I have always loved old things: antiques, traditional ways of doing things, old photographs, stories about earlier times. This is probably why I write historical fiction/historical romance.
A while ago as I poured water into my Mr. Coffee®, it occurred to me that I’ve been using the same coffee maker almost every day for thirteen years. Now I’m wondering what its life expectancy is (for purposes of comparison, the dishwasher, refrigerator, and the washer, all new in 2008, had to be replaced in the last two years). The gas stove, bought at the same
time, has no oven light and no clock because it’s strictly gas, with no electric bells and whistles, is still going strong. I did have to have a repair guy come in to clean the soot out of the bottom of the oven when the holes got plugged and the oven stopped heating*. My Kitchenaid Junior stand mixer, now about forty years old, still works. By comparison, I’ve been through three (three!) printers in thirteen years.That led to contemplation of things that last.
Years ago, I bought a Hoosier kitchen cabinet. For the benefit of those who aren’t familiar with the term, it’s like this early 20th century advertising
illustration. There were many different styles (mine is narrower and taller). My current house, like the last one, does not have a lot of built-in cabinets, so my Hoosier is a godsend. It houses my crockpot, some small kitchen equipment, dried fruit, spices and seasonings (including the weird medieval and 18th century ones like musk, and the chiles and chile powders because this is New Mexico, after all), and it also serves as the liquor cabinet. I believe it’s over a century old. It will outlast me, and that’s an oddly comforting thought.Maybe that’s why shabby chic furnishings, antiques and genealogy are popular: they spell stability. And I think the appeal of historical romance novels lies in the desire for things that last: a long line of ancestors and a house inhabited by the same family for decades or centuries, heirlooms, enduring love.

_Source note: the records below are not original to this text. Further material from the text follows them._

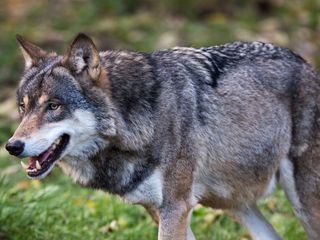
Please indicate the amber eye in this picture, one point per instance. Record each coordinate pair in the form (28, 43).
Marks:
(22, 107)
(53, 106)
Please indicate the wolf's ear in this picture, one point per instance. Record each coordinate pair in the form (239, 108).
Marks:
(83, 56)
(32, 54)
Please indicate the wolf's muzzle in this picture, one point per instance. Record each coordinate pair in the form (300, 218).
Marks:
(15, 147)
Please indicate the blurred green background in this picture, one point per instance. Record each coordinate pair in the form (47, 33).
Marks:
(59, 209)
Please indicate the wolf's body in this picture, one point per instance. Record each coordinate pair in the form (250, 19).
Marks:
(178, 127)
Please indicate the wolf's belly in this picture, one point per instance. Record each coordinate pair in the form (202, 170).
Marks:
(237, 162)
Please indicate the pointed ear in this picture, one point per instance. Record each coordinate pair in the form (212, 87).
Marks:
(32, 54)
(83, 56)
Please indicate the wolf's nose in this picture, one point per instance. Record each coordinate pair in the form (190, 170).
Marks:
(15, 147)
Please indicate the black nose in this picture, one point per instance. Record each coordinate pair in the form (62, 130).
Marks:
(15, 147)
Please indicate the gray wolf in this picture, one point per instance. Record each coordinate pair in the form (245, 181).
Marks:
(176, 127)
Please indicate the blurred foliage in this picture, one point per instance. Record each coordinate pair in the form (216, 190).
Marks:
(57, 209)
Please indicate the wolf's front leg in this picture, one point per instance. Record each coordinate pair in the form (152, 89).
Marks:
(173, 222)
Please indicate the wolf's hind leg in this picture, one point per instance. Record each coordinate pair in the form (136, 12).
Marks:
(252, 219)
(302, 186)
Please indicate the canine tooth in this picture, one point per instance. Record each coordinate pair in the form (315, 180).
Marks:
(38, 166)
(25, 166)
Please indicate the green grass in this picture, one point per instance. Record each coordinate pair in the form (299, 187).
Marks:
(58, 209)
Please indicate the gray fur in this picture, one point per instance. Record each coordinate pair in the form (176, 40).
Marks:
(216, 122)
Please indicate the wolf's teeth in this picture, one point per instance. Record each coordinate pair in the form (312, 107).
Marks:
(24, 165)
(38, 166)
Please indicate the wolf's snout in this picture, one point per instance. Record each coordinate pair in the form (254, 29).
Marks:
(15, 147)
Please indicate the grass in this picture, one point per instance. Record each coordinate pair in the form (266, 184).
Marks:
(58, 209)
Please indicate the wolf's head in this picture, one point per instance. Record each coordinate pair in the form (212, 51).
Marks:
(64, 107)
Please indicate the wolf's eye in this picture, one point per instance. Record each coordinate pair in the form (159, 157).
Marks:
(22, 107)
(53, 106)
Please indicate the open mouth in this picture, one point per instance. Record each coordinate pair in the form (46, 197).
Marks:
(40, 166)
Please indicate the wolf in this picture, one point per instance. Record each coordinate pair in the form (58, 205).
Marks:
(219, 126)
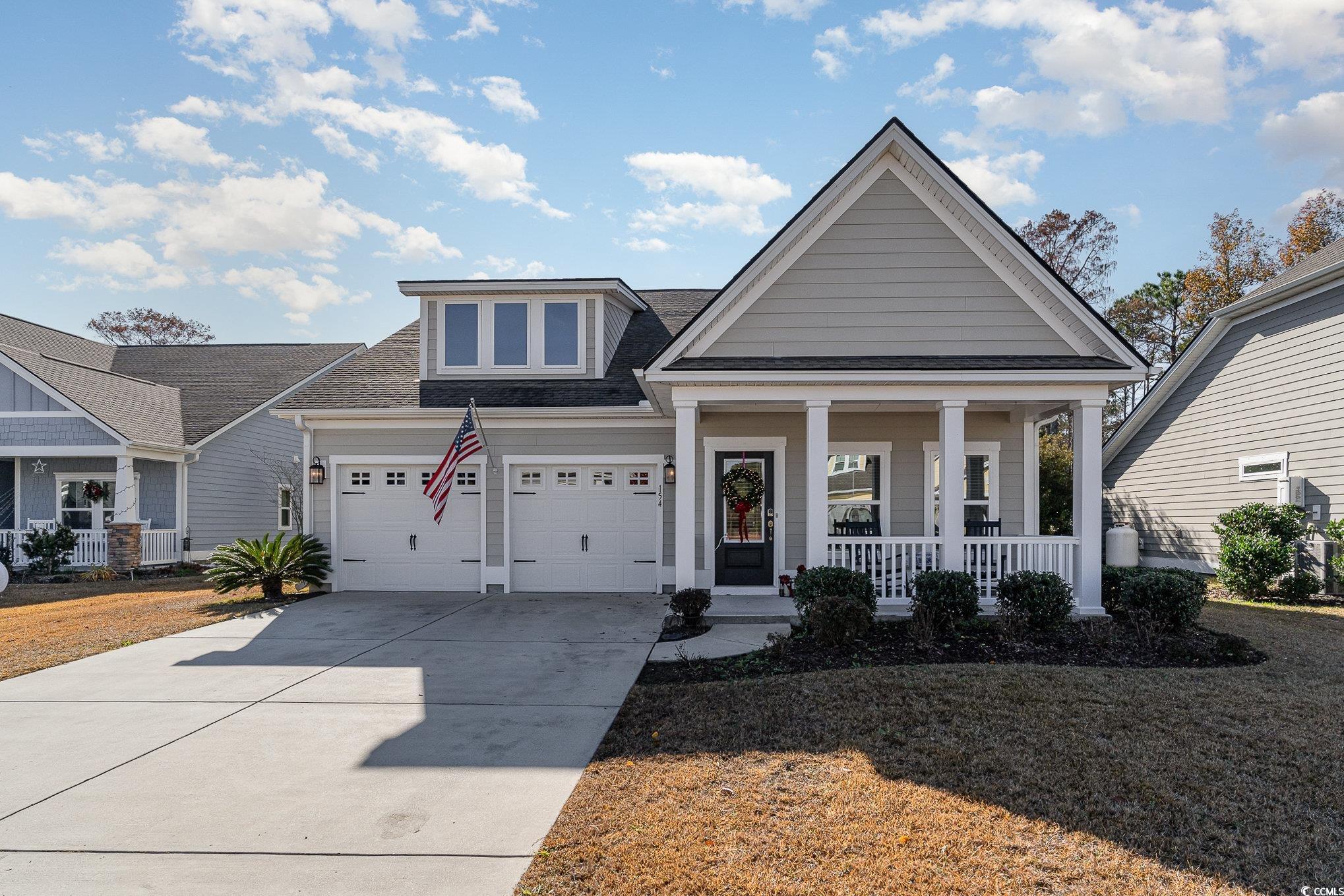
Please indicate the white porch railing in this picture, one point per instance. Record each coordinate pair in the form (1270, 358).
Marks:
(890, 562)
(90, 547)
(994, 558)
(159, 547)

But even if we don’t trace our ancestry back more than a generation and aren’t rooted in the same soil that nurtured our great-great-great-grandparents, we are still part of the continuity of centuries. I have my father’s heavy bone structure, my mother’s singing voice, my father’s aptitude for special relationships (you know, that thing about what direction gears are turning? Didn’t get that from Mum), and my mother’s skill with the language. My father and I both inherited his mother’s chin. I don’t know where my nose came from. No one in any of the family pictures has it. Maybe one of my great-greats in Somerset, England, Ireland, Sweden or parts unknown contributed it. Our roots go back a long, long way.
Arundel Castle, home of the Dukes of Norfolk |
*The owner’s manual blithely assumes the owner will do this
at intervals. To do so, it’s necessary to remove the oven door, either have
long arms or crawl into the oven, remove some weird-shaped screws at the very
back, lift out the steel plate that forms the bottom of the oven, clean the gas
apertures, replace the plate, re-light the oven pilot, and replace the door. No
doubt some people can do it. I can’t. I’ll happily pay a gas stove repair
person to come out every five years or so rather than buy a new, complicated
range that would have a life expectancy of twelve or thirteen years.